On 08/25/2011 06:05 PM, Jim Nasby wrote:
On Aug 24, 2011, at 7:43 PM, Josh Berkus wrote:
On 8/23/11 1:30 PM, Andrew Dunstan wrote:
Attached is an undocumented patch that allows pg_restore to omit
post-data items or omit all but post-data items. This has been discussed
before, and Simon sent in a patch back on 2008, which has bitrotted
some. I'm not sure why it was dropped at the time, but I think it's time
to do this. This patch relies on some infrastructure that was added
since Simon's patch, so it works a bit differently  (and more simply).
If it's not clear from Andrew's description, the purpose of this patch
is to allow dividing your pgdump into 3 portions:

1. schema
2. data
3. constraints/indexes

This allows users to implement a number of custom solutions for ad-hoc
parallel dump, conditional loading, data munging and sampled databases.
While doing so was possible before using the manifest from pg_restore
-l, the manifest approach has been complex to automate and relies on
obscure knowledge.

I have immediate production use for this patch and may be backporting it.
FWIW, I got around this by writing a perl script that calls pg_dump -s and 
watches for the end of table create statements (IIRC it specifically looks for 
the first CREATE INDEX). The advantage to that approach is that you don't have 
to first create a custom format dump and then run pg_restore against that.

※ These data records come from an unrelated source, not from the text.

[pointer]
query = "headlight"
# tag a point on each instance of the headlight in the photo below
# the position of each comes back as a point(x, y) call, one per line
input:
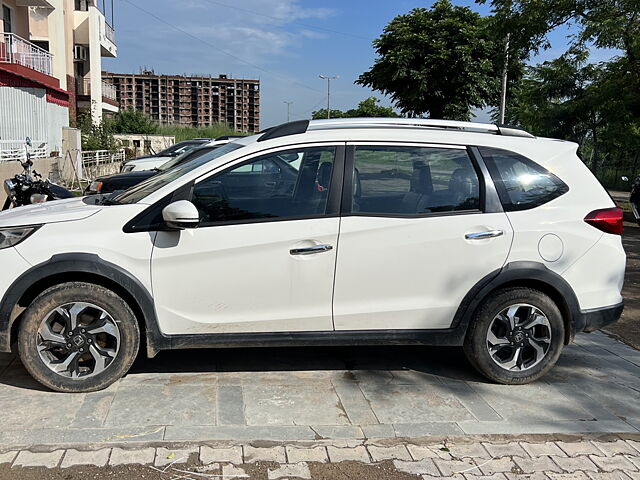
point(10, 237)
point(9, 186)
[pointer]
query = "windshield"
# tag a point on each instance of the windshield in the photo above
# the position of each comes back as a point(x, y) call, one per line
point(185, 157)
point(179, 148)
point(155, 183)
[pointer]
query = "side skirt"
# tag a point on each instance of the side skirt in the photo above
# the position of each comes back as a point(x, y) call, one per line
point(445, 337)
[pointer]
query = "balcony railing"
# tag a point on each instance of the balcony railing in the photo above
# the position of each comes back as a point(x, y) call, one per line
point(83, 87)
point(17, 50)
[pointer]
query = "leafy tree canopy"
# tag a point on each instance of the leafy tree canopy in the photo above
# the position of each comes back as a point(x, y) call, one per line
point(367, 108)
point(439, 61)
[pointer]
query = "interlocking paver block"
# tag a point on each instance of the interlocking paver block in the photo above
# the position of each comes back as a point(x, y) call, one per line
point(298, 470)
point(315, 454)
point(614, 448)
point(142, 456)
point(423, 467)
point(574, 464)
point(511, 449)
point(451, 467)
point(8, 457)
point(221, 455)
point(273, 454)
point(355, 454)
point(579, 448)
point(397, 452)
point(610, 464)
point(30, 459)
point(609, 476)
point(166, 456)
point(498, 465)
point(420, 452)
point(98, 458)
point(231, 472)
point(542, 449)
point(537, 464)
point(495, 476)
point(468, 450)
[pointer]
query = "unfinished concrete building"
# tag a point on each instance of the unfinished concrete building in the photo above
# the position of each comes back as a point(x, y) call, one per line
point(190, 100)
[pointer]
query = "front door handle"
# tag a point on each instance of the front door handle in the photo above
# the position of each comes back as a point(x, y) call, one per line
point(484, 235)
point(311, 250)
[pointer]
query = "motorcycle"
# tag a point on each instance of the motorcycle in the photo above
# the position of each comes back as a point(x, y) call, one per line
point(29, 188)
point(634, 197)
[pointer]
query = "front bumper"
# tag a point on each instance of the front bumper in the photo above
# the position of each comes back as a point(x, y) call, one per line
point(592, 320)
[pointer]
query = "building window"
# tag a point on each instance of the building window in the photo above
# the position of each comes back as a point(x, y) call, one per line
point(7, 19)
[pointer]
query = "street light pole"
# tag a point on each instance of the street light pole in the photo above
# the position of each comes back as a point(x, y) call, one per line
point(288, 110)
point(328, 79)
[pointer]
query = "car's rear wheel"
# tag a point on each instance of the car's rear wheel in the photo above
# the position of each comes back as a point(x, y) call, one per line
point(78, 337)
point(516, 336)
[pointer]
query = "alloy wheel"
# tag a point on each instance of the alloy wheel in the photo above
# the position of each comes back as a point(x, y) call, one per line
point(519, 337)
point(78, 340)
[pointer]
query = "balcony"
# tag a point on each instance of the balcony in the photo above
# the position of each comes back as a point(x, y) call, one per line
point(18, 51)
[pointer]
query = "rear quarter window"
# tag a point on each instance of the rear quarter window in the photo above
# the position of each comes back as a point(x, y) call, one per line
point(522, 184)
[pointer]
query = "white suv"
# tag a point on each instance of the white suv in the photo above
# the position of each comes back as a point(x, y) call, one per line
point(358, 231)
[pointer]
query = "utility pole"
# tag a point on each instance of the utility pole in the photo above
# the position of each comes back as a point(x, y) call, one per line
point(505, 72)
point(328, 79)
point(288, 110)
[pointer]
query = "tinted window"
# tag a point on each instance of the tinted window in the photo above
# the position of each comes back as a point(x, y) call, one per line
point(285, 185)
point(521, 183)
point(413, 180)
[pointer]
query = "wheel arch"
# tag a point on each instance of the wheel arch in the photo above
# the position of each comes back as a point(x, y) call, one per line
point(88, 268)
point(524, 274)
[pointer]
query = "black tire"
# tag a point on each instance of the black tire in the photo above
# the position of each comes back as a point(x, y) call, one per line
point(68, 293)
point(476, 346)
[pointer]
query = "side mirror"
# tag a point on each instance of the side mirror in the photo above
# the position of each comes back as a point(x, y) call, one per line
point(180, 215)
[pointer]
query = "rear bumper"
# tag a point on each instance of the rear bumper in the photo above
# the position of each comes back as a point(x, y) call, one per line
point(592, 320)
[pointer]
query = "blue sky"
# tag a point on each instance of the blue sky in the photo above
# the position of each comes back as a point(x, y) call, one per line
point(284, 43)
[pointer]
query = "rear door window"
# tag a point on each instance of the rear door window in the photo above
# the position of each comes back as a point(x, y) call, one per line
point(522, 184)
point(396, 180)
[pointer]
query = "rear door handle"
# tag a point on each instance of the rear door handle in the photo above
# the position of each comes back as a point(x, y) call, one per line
point(484, 235)
point(311, 250)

Well, notwithstanding my well known love of perl, that strikes me as spending a pound to save a penny. And custom format dumps rock ;-) Also, your recipe above is buggy, BTW. A CREATE INDEX statement might well not be the first item in the post-data section.

But we could also add these switches to pg_dump too if people feel it's worthwhile. I haven't looked but the logic should not be terribly hard.